Monday, March 30, 2015

Centre Karma

Yesterday was a good day. One month on from taking the reins at my latest centre (which for the purpose of this piece, I'll call centre A)  and now I feel like I've got a better feel for communicating, controlling and accomplishing. This is the same place that three years ago filled me with dread to go to because things were so negative: Any push had push back; Any difference was contested. It was something from a centre culture and intermingled the legacy of things gone by.

Things are so much easier in centre B, which I moved back to manage in September last year. It was my first centre as a teacher in China - generally a happy office, out-there kinda people; systems were never perfect but heart made up the difference. When I returned almost all the people had changed (they weren't strangers because I kept a connection with it) - yet the feeling remained quite similar. Centre A had the same phenomenon: in a centre staff of over 40 people, only 4 had remained but the mood was the same. Even though teachers were placed randomly, centre A seemed to be constantly dealt British teachers.

Centre culture is rather interesting: Just like we change all the atoms and cells of our body every seven years (apparently), centres have particular habits, attitudes and beliefs that are transmitted unconsciously. My own take on this is that there are influencers and events that create these. Centre A for example started with a series of different managers coming and going. Even when stable (when I first arrived), you got the feeling that people were waiting for the next person to come in. Whether by karma or just common misfortune, it had another run of four different education managers in the last 10 months, of which I'm the fourth. In that way, the culture can be quite adaptive, for people to get through and keep themselves moving forward despite the environment.

But centre culture can be a selfish, conservative thing. It doesn't like change. It can be antagonistic to cooperation and commitment. And then the next question how can you change centre culture. You can't just tell people to change their beliefs and attitudes. Leadership, both by the manager and people who can sway by word or example, is the only way to coax things into the direction that is beneficial to achieving the goals of the whole.

Changing topic slightly, I'm usually proud of my ability to retain staff. But I'm secretly happy I'm losing one of the teachers from centre A and in a way I think I've learned from my mistakes. The simple truth is that you don't want to retain everyone; not everyone is good long term for the company. In the past, I've been assertive with expectations but keen not to escalate discipline formally. Formal discipline with written warnings etc. are difficult to do while not affecting motivation, trust and morale. I've had teachers in the past who did things that were not acceptable that I didn't write up because I didn't want it staining the atmosphere and straining the relationship. Maybe I just lacked the confidence to pull it off in an objective yet sympathetic way before.

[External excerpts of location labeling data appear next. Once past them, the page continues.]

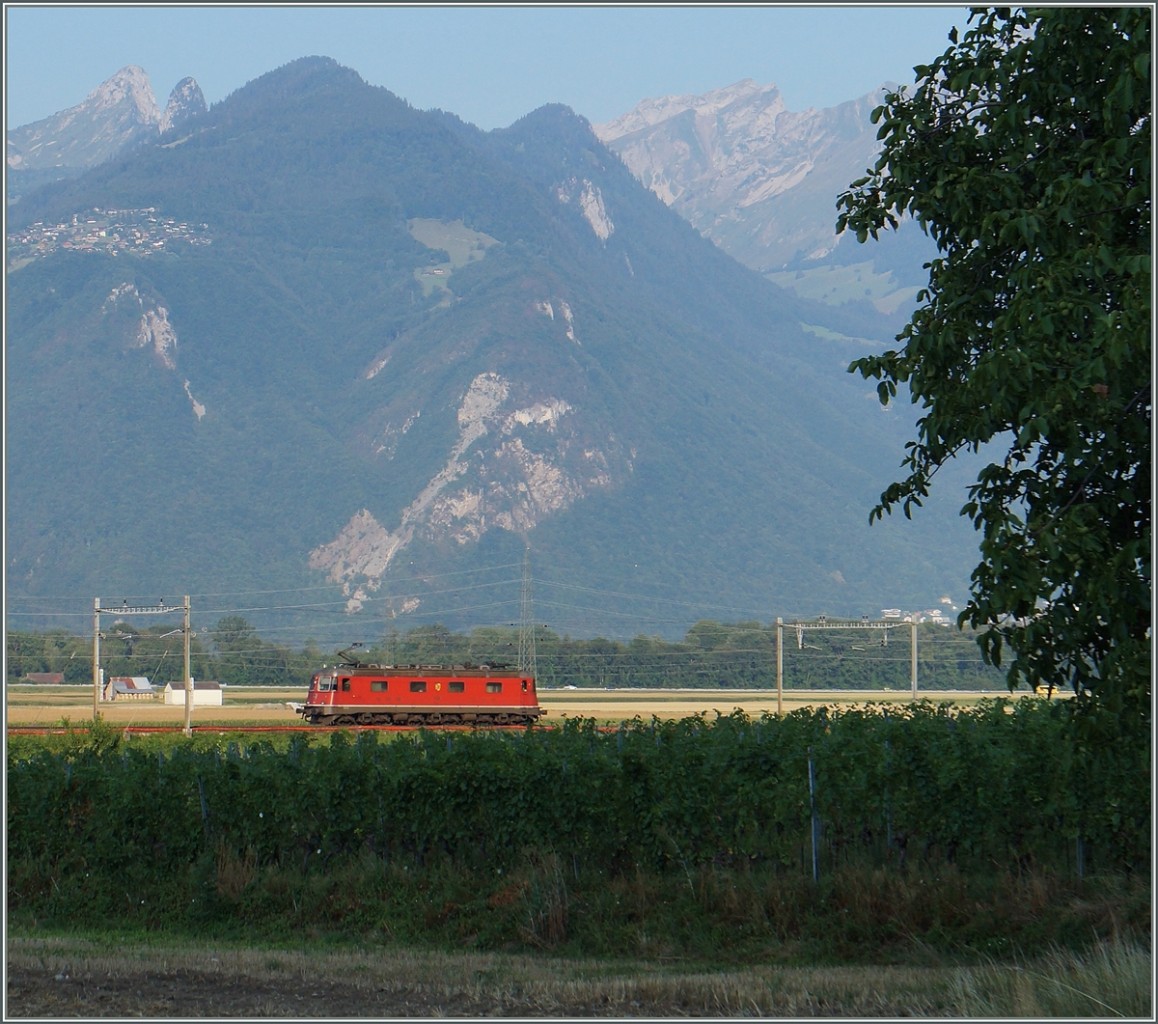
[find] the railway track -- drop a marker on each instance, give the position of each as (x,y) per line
(209,730)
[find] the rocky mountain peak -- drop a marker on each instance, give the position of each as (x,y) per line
(127,89)
(650,112)
(757,178)
(185,101)
(119,112)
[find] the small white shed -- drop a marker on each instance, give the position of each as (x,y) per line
(204,693)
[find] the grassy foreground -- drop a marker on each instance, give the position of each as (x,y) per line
(159,977)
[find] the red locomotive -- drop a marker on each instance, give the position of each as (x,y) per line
(358,694)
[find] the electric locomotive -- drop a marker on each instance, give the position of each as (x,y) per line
(359,694)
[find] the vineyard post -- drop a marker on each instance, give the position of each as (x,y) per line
(779,667)
(914,657)
(189,678)
(96,658)
(815,820)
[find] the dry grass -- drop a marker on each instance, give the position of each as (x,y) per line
(77,977)
(74,977)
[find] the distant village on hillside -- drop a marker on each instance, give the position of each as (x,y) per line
(111,232)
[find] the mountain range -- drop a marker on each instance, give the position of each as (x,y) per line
(315,344)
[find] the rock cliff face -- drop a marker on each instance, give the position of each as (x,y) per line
(119,112)
(755,177)
(762,182)
(185,102)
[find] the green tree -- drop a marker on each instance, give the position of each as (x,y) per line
(1024,151)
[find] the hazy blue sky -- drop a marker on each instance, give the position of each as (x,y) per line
(488,64)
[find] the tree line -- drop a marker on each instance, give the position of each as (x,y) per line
(711,655)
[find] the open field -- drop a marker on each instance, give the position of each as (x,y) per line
(46,706)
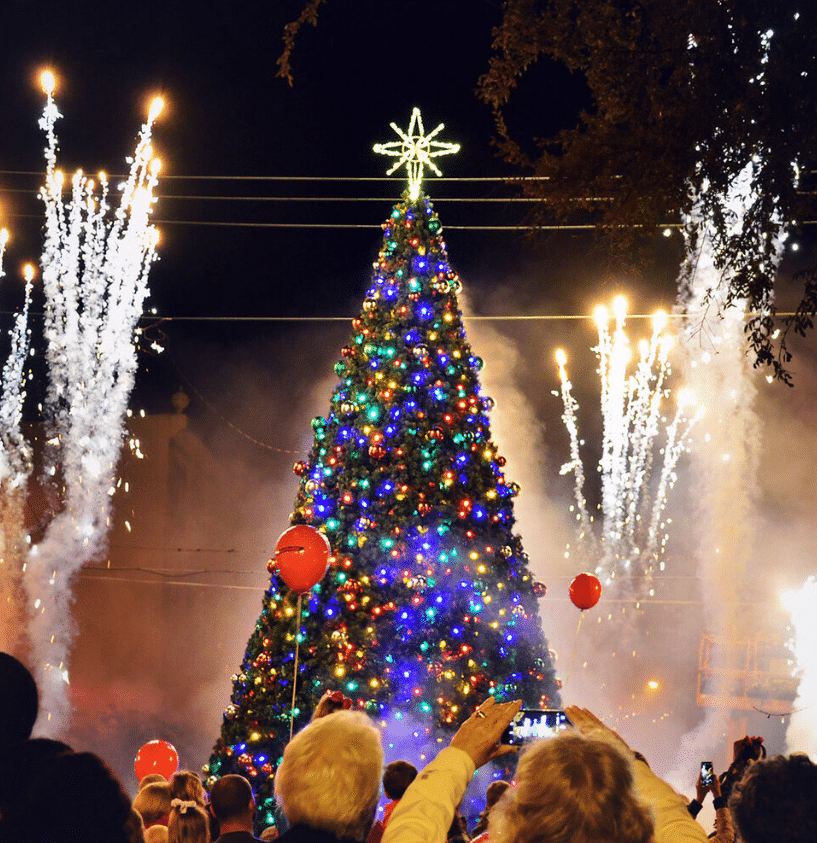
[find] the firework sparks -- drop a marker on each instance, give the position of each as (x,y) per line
(634,484)
(95,271)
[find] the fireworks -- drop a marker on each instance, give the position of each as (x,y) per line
(640,451)
(95,269)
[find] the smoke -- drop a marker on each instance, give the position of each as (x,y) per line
(95,270)
(15,468)
(801,735)
(725,457)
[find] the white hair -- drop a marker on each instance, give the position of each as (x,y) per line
(330,776)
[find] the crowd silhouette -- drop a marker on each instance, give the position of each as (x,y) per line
(583,785)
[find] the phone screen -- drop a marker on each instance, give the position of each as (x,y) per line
(531,724)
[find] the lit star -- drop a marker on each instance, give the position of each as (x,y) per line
(415,150)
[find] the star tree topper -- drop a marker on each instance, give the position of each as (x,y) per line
(415,150)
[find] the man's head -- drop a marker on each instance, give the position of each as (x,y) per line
(397,777)
(776,800)
(232,801)
(330,776)
(573,788)
(19,701)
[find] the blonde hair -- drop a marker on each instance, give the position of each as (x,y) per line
(187,785)
(153,801)
(330,776)
(571,789)
(188,824)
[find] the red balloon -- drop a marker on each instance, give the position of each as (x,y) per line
(585,591)
(156,757)
(303,557)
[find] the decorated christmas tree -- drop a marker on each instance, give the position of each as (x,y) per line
(428,605)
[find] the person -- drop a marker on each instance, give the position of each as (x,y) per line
(19,701)
(188,822)
(724,829)
(153,803)
(492,795)
(397,776)
(233,805)
(776,801)
(72,796)
(187,786)
(745,752)
(579,786)
(328,783)
(20,766)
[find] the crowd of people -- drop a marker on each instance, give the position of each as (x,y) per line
(584,785)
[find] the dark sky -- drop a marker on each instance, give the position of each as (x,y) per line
(365,65)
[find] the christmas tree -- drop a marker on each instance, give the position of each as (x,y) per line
(428,605)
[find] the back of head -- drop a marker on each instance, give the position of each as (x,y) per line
(330,776)
(571,788)
(230,798)
(19,701)
(397,777)
(188,823)
(187,786)
(76,796)
(151,778)
(776,800)
(495,791)
(153,801)
(156,834)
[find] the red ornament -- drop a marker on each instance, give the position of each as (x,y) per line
(156,756)
(303,557)
(585,591)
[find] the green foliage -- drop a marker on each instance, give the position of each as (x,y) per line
(428,605)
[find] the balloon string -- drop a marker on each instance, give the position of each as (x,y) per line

The teacher I'm losing I heard about when they arrived last year. Her manager came to visit me and my broken knee and mentioned her issue, a common archetype among our staff: Decent teacher, likes helping and chatting with students, too casual though, disregards administration and manager feedback, poor organisation, lacks punctuality. It's a dilemma to teaching managers because students like these teachers; the core business is keeping students happy. And they view work in China differently to the managers: "I'm here to teach and have a good time."

The key of course is that they have the right consistent expectations from the start, and she had had three different managers. Pretty much from day one with me in the centre, I stated to the whole staff my expectations, then did friendly reminders to her when she slipped (which didn't take long, regrettably). And then we went to an action plan shortly after when nothing changed. Then when she failed that two weeks later, I gave a verbal warning, saying that the next step would be to write it up and explained the discipline procedure. The infractions she was doing were small but the mistake is not following through on what she said she was going to do and do the work that all team members were obliged to do. After one month with me, she said she didn't want to renew her contract. We do have a decent rapport although I'm sure she doesn't like me as a manager - too stressful, I'd presume although she'd never tell me. But she was a stress-point for me too. Management life is too stressful to have people cause needless anxiety and stress and I'm glad she made the decision she did. Incidentally, she did everything in her action plan for a whole week - the first time I'd seen it.

I'm happy that I found my confidence in these situations and I've started to be more realistic and direct in situations like this.